It is not recommended to thaw meat in an oven on medium heat or any other heat setting. Thawing meat at room temperature or using higher heat settings in an oven can promote bacterial growth and increase the risk of foodborne illnesses.
The safe methods for thawing meat are as follows:
Refrigerator Thawing: This is the safest and most recommended method. Place the meat in a leak-proof container or on a plate and place it in the refrigerator. Allow enough time for the meat to thaw gradually. The time required for thawing in the refrigerator will vary depending on the size and type of meat. As a general guideline, you can expect 24 hours of thawing time for every 4-5 pounds (1.8-2.3 kg) of meat.
Cold Water Thawing: If you need to thaw meat more quickly, you can use the cold water method. Place the meat in a sealed plastic bag and submerge it in cold water. Change the water every 30 minutes to keep it cold. The thawing time using this method will be faster than refrigerator thawing but still may take a few hours depending on the meat's size.
Microwave Thawing: Some microwaves have a defrost setting that can be used to thaw meat.
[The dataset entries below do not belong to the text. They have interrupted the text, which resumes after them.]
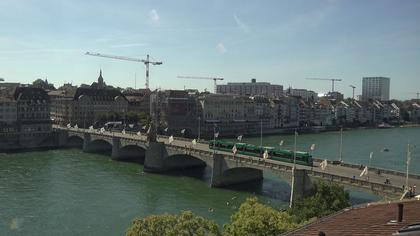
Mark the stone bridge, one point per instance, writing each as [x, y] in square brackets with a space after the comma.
[226, 168]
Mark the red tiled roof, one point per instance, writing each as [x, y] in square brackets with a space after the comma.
[370, 219]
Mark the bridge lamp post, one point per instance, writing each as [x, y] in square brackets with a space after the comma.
[312, 153]
[261, 137]
[408, 166]
[341, 146]
[293, 173]
[215, 135]
[199, 127]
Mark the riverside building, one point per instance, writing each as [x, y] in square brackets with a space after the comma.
[253, 88]
[376, 88]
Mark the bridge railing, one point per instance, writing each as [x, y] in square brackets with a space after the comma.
[378, 187]
[373, 169]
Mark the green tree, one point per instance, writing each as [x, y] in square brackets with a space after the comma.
[254, 218]
[186, 224]
[324, 200]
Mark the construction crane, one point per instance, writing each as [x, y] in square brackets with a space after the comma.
[353, 87]
[146, 62]
[332, 81]
[199, 77]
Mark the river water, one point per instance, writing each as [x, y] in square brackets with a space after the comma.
[68, 192]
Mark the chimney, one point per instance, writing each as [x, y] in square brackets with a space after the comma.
[400, 212]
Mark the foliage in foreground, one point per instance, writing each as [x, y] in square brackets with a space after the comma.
[185, 224]
[325, 199]
[254, 218]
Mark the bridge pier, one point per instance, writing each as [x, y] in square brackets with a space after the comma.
[116, 144]
[158, 160]
[302, 185]
[222, 175]
[86, 141]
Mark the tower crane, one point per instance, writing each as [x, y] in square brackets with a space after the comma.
[353, 87]
[332, 81]
[199, 77]
[146, 62]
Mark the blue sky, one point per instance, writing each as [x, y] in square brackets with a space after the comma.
[282, 42]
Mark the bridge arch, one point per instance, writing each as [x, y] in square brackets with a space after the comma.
[184, 161]
[99, 145]
[238, 175]
[132, 152]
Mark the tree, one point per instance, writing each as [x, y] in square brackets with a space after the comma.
[254, 218]
[324, 200]
[185, 224]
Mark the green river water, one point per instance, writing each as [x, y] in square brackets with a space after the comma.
[68, 192]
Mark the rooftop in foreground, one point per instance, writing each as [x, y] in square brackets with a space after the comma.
[369, 219]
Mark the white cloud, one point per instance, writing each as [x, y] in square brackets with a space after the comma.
[221, 48]
[154, 16]
[240, 24]
[128, 45]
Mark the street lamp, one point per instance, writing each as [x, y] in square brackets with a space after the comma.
[293, 172]
[199, 128]
[341, 146]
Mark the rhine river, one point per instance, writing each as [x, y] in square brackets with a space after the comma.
[68, 192]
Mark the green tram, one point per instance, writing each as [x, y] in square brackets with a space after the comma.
[302, 158]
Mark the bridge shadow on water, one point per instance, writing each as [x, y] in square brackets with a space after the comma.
[269, 187]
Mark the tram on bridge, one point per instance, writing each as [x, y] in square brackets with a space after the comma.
[302, 158]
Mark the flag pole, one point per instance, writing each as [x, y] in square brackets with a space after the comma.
[408, 164]
[293, 173]
[214, 139]
[341, 146]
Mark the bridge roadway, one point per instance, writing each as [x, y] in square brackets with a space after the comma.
[345, 174]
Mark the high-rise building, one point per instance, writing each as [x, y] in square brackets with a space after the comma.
[251, 89]
[375, 88]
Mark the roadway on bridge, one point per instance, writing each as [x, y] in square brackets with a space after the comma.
[338, 170]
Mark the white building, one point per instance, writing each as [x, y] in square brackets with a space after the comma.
[304, 94]
[376, 88]
[251, 89]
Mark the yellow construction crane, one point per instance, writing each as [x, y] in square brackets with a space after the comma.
[353, 87]
[332, 81]
[146, 62]
[199, 77]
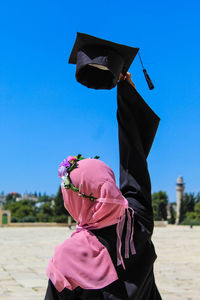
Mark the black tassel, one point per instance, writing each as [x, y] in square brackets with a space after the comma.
[148, 79]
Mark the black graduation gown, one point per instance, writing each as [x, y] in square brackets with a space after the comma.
[137, 125]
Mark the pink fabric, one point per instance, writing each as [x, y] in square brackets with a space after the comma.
[82, 260]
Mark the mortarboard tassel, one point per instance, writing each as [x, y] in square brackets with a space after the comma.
[148, 79]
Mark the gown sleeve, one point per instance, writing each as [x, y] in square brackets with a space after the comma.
[137, 125]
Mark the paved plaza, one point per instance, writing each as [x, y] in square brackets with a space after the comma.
[25, 252]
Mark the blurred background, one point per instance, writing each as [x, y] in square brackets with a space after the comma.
[46, 115]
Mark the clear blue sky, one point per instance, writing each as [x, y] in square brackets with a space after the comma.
[45, 115]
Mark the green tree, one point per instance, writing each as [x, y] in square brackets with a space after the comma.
[11, 198]
[46, 213]
[159, 203]
[22, 209]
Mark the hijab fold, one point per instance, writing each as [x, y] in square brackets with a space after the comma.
[82, 260]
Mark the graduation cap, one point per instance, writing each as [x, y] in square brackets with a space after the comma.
[99, 62]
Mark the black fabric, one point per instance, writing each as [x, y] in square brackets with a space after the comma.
[137, 125]
[89, 52]
[88, 73]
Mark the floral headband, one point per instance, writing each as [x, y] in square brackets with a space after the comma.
[68, 165]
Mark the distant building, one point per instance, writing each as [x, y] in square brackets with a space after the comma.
[5, 217]
[2, 200]
[179, 196]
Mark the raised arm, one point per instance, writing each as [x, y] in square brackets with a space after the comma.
[137, 125]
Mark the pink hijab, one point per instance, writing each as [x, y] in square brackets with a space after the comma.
[82, 260]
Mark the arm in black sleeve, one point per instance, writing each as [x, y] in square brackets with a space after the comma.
[137, 125]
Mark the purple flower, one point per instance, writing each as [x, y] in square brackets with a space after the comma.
[65, 163]
[63, 168]
[71, 159]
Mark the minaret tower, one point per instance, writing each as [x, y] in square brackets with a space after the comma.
[179, 196]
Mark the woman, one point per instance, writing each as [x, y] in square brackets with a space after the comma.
[111, 255]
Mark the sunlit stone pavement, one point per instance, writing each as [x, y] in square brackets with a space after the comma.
[25, 252]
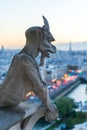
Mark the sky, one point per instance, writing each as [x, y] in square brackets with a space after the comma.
[67, 20]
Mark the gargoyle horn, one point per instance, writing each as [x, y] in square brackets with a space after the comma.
[46, 24]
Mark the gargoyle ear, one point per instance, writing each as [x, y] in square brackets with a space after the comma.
[39, 33]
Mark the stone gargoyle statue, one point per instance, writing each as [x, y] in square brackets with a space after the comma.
[24, 76]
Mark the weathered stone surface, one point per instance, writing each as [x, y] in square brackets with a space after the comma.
[24, 76]
[11, 116]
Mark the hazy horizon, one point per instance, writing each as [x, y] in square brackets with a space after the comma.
[67, 20]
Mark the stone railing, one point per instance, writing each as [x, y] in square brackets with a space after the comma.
[23, 117]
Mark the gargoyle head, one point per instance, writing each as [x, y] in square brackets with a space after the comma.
[39, 39]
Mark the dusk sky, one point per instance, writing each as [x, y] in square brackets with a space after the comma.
[67, 20]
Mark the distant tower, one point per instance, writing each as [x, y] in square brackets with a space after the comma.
[70, 47]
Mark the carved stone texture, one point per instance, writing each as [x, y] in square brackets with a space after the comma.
[24, 76]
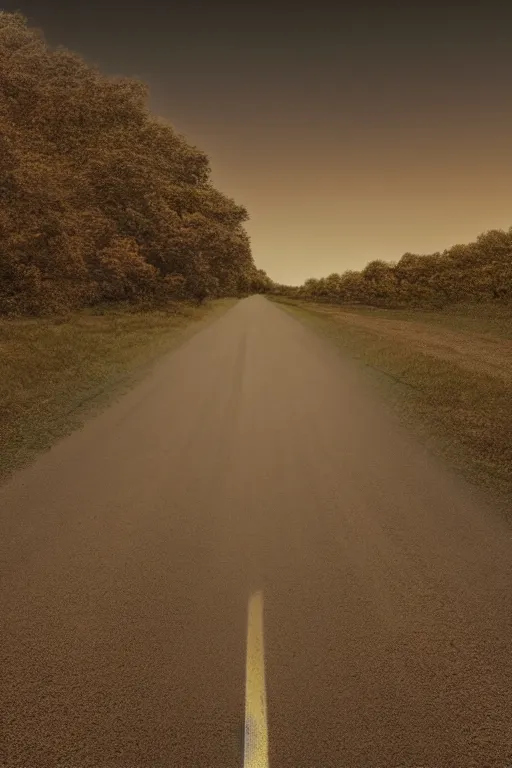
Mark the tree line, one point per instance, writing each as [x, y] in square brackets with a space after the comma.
[100, 201]
[477, 272]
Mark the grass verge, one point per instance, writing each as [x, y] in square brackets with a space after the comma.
[448, 375]
[58, 371]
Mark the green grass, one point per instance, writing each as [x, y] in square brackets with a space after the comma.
[463, 415]
[477, 318]
[58, 371]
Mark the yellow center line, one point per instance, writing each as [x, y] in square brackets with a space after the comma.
[256, 731]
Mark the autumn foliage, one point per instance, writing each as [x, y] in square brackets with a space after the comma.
[100, 201]
[477, 272]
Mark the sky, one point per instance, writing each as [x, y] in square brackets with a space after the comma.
[350, 132]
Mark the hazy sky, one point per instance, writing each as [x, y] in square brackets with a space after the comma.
[349, 133]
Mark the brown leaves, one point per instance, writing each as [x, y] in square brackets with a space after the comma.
[103, 201]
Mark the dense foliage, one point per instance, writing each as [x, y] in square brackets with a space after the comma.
[477, 272]
[100, 200]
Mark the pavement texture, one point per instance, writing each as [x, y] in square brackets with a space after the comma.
[254, 457]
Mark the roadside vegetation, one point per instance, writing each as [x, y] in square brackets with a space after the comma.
[114, 243]
[57, 371]
[447, 373]
[101, 201]
[435, 331]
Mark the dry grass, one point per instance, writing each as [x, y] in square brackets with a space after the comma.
[57, 372]
[448, 374]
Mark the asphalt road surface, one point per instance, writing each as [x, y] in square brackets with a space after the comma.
[253, 459]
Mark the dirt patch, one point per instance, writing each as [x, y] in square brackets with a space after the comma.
[475, 352]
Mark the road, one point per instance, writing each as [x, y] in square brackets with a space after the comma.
[252, 460]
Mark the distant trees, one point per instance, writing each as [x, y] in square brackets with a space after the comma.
[477, 272]
[100, 200]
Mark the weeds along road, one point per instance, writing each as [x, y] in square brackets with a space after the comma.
[252, 471]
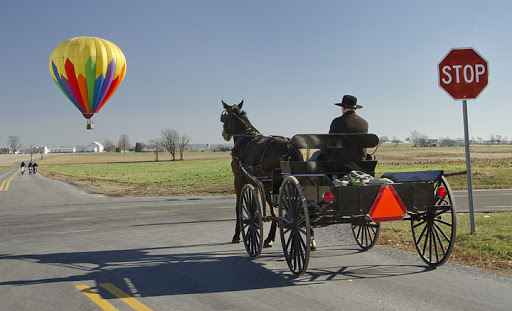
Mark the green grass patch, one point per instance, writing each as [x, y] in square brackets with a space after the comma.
[493, 234]
[490, 247]
[176, 173]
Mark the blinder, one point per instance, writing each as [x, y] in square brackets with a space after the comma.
[224, 116]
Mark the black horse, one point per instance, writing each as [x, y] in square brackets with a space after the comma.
[252, 149]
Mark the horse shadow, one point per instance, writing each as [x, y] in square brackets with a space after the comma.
[188, 269]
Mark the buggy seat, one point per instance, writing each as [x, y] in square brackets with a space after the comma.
[336, 142]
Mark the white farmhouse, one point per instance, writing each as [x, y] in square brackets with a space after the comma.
[94, 147]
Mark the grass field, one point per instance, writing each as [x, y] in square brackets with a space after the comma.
[489, 248]
[491, 167]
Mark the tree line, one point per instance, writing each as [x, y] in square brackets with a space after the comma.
[170, 140]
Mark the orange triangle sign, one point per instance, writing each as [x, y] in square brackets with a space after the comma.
[387, 206]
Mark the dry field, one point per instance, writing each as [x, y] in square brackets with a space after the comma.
[490, 167]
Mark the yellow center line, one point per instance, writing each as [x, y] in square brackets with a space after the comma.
[8, 181]
[105, 305]
[78, 218]
[132, 302]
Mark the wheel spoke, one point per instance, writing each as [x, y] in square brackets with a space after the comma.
[442, 232]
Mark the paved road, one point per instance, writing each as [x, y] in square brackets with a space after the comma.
[63, 249]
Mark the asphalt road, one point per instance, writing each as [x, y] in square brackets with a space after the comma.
[64, 249]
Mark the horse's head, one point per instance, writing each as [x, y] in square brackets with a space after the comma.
[234, 120]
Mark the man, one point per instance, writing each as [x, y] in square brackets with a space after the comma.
[348, 123]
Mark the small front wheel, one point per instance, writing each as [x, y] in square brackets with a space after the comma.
[251, 220]
[294, 225]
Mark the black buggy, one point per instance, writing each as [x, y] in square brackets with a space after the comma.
[308, 194]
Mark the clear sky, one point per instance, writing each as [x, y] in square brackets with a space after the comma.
[289, 60]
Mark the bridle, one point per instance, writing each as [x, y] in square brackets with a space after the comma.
[249, 130]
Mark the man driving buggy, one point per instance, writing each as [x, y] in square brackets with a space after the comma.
[348, 122]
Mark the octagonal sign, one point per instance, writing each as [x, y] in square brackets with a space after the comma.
[463, 73]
Follow the microwave's instructions and be cautious to avoid cooking the meat in the process.
Cooking Directly from Frozen: For certain recipes, you can cook meat directly from frozen. Adjust the cooking time accordingly, as it will take longer than cooking thawed meat.
To ensure food safety, it's essential to follow these recommended thawing methods. Avoid thawing meat at room temperature or using an oven on medium heat or any other setting for thawing purposes.